The thing I like about this blog post, as opposed to the maxim “Dragonlance Ruined Everything”, is that it takes a joking and self-mocking tone to the idea. There is something to the idea that the Hickman’s style of games, aka “Dungeons & Beavers” or “Trad” represent a big change in how D&D was designed.
Ultimately I agree - I don’t enjoy trying to run Trad games with AD&D (1E or 2E) and I think that’s something the Dragonlance adventures push pretty badly … but I was one of those OSR folks and frankly a lot of people really do like Trad style games with a fixed heroic narrative. So who’s wrong? Is anyone wrong?
Rather then that focus (which seems to be what a lot of people are getting at when they say “Dragonlance ruined everything”) I think the interesting question is how old D&D is a poor system for running the Trad/heroic narrative style game. It’s like trying to play chess with a checkers set or something.

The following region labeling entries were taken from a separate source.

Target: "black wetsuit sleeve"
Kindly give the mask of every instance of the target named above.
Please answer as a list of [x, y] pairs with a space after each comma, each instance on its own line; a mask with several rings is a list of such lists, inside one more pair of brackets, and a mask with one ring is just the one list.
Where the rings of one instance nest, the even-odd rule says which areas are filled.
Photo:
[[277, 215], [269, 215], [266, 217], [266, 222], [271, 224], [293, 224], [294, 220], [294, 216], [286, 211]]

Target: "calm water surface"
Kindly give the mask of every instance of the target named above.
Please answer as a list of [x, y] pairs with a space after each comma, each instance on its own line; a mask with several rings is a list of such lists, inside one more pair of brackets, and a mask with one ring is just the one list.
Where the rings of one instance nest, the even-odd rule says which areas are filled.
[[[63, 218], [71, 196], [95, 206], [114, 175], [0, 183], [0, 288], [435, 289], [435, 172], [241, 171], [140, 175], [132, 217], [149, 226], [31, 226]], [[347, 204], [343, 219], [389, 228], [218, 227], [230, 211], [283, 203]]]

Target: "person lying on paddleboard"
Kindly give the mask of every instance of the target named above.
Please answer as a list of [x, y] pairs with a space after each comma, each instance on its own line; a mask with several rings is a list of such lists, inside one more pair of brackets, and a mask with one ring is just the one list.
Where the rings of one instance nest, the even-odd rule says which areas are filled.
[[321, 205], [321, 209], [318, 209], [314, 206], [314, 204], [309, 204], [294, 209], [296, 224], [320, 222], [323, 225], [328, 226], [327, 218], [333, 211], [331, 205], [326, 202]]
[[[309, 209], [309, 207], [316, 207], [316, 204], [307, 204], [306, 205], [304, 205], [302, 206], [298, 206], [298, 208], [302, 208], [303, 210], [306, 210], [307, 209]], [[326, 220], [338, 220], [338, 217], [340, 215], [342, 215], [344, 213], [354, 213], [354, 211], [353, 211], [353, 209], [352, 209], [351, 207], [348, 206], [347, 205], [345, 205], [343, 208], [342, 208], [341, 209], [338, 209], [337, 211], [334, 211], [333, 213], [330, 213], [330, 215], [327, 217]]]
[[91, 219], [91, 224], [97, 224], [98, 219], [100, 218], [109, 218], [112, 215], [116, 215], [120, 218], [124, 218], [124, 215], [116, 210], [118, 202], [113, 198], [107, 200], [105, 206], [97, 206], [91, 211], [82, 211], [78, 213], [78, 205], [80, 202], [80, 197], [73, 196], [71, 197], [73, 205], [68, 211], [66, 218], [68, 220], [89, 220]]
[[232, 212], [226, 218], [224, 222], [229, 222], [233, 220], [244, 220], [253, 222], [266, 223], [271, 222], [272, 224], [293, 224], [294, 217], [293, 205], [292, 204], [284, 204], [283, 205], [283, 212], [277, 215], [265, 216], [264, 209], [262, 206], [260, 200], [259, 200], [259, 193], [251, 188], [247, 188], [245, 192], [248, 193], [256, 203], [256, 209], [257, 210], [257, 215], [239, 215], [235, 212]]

I wrote reviews of DL 1 - Dragons of Despair a long time ago:
and DL 2 - Dragons of Flame (which is worse):
I think they reflect the same attitude that James has in this post, and I do think it’s an interesting question of how exactly D&D and its adventurers adapted to the Trad and now the OC (or contemporary trad perhaps?) style of 5E. I don’t really have an answer - because my focus has always been running dungeon crawls.
speaking to my personal experience here, I NEVER GOT DRAGONLANCE. they were hyping it so much in dragon magazine, and I got it for Xmas and was so excited… then I read it and was honestly baffled by the module. I was like, yea, but how do you PLAY THIS? the idea of that railroady narrative thing was so foreign to me, I couldn’t wrap my head around it. then… when I was like, what you have to play these characters? like, I hate these characters. it just didn’t feel like D&D to me at all.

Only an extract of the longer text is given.